First, find the derivative of the unit binormal vector: $$\mathbf{B}'(t) = \langle 0, 0, 0\rangle$$ Finally, compute the torsion using the dot product of \(\mathbf{B}'(t)\) and \(\mathbf{N}(t)\): $$\tau = -(\mathbf{B}'\cdot \mathbf{N})=-\langle 0, 0, 0\rangle\cdot\frac{1}{\sqrt{\cosh^2 t + \sinh^2 t}}\langle 0, \cosh t, \sinh t\rangle = 0$$ The unit binormal vector of the curve is \(\mathbf{B}(t)=\langle 1,0,0\rangle\) and its torsion is \(\tau = 0\).

Key concepts

Torsion

Torsion is a measure of how much a curve twists out of the plane of its osculating circle. To imagine this, think of a winding road climbing a hill. The torsion tells us how much the road is twisting as it goes up. In mathematical terms, torsion is defined as \[ \tau = -\frac{\mathbf{B}'(t) \cdot \mathbf{N}(t)}{||\mathbf{r}'(t)||} \]where

• \( \mathbf{B}'(t) \) is the derivative of the unit binormal vector, and
• \( \mathbf{N}(t) \) is the unit normal vector.

In the exercise, the torsion was calculated to be 0, meaning there is no twisting at this point. The road, so to speak, is not twisting away from the plane it's in at this point.

Derivative of the Curve

The derivative of a curve gives us information about the curve's direction. It is essentially the rate of change of the position vector \( \mathbf{r}(t) \). By finding the derivative, \( \mathbf{r}'(t) \), we can determine how the curve is moving in space.
For example, if we have \[ \mathbf{r}(t) = \langle t, \cosh t, -\sinh t \rangle \]the derivative is \[ \mathbf{r}'(t) = \langle 1, \sinh t, -\cosh t \rangle \]indicating that the curve is changing in the direction of this vector.
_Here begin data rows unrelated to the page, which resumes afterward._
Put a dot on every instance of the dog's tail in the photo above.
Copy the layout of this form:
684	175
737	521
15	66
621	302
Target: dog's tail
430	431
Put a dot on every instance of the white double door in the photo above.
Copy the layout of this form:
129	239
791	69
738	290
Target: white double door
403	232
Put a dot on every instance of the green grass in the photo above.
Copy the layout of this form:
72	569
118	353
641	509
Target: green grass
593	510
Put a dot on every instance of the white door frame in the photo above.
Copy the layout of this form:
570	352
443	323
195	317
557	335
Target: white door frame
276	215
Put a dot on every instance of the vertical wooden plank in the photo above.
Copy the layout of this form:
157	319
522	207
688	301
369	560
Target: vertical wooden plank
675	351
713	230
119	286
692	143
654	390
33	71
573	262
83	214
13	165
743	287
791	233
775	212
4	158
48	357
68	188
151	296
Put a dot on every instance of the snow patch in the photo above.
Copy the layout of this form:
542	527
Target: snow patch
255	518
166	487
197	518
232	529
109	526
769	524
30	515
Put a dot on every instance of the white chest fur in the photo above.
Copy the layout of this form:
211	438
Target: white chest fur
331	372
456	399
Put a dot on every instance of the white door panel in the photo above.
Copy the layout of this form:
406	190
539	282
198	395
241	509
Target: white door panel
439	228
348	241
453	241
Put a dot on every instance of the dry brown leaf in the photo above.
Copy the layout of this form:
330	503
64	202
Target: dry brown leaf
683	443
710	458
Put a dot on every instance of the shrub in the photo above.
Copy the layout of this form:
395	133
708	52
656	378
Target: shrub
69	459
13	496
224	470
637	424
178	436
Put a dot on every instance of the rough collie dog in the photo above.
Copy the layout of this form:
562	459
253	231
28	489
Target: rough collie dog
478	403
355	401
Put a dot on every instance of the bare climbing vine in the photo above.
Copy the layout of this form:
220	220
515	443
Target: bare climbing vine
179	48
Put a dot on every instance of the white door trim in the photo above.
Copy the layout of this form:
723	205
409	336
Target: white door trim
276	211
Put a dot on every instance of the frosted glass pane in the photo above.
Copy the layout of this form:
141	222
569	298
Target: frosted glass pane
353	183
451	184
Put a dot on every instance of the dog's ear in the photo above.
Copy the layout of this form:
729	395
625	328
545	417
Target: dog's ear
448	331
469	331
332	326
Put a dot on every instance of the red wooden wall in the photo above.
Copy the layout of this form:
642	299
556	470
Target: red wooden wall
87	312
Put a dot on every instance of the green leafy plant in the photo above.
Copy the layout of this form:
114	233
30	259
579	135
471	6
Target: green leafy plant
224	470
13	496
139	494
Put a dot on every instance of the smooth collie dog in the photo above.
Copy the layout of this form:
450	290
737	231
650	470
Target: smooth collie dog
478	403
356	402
It's like saying if we're making a path with a pencil, the derivative tells us which way the pencil is pointing.

Unit Tangent Vector

The unit tangent vector is a normalized version of the derivative of the curve. It gives us a direction that has a fixed length, usually 1, making it useful for understanding the direction of the curve without worrying about how fast we're going.
It is calculated by dividing the derivative by its magnitude:
\[ \mathbf{T}(t) = \frac{\mathbf{r}'(t)}{||\mathbf{r}'(t)||} \]In our exercise \[ \mathbf{r}'(t) = \langle 1, \sinh t, -\cosh t \rangle \]leads to \[ \mathbf{T}(t) = \frac{1}{\sqrt{1 + \sinh^2 t + \cosh^2 t}} \langle 1, \sinh t, -\cosh t \rangle \] This vector maintains the direction of \( \mathbf{r}'(t) \) but scales it to ensure a length of 1.

Unit Normal Vector

The unit normal vector is perpendicular to the unit tangent vector and points towards the curve's concave side. Calculating it involves differentiating the unit tangent vector and normalizing the result. This vector tells us how the curve is turning in space.
Here's how it’s obtained:

• First, differentiate the unit tangent vector \( \mathbf{T}(t) \).
• Find the magnitude of this derivative.
• Normalize by dividing by its magnitude.

Given the unit tangent vector \( \mathbf{T}(t) \), its derivative \( \mathbf{T}'(t) \) can be calculated, and normalizing gives us the unit normal vector
\[ \mathbf{N}(t) = \frac{\mathbf{T}'(t)}{||\mathbf{T}'(t)||} \] This vector helps us understand how sharply the curve is bending.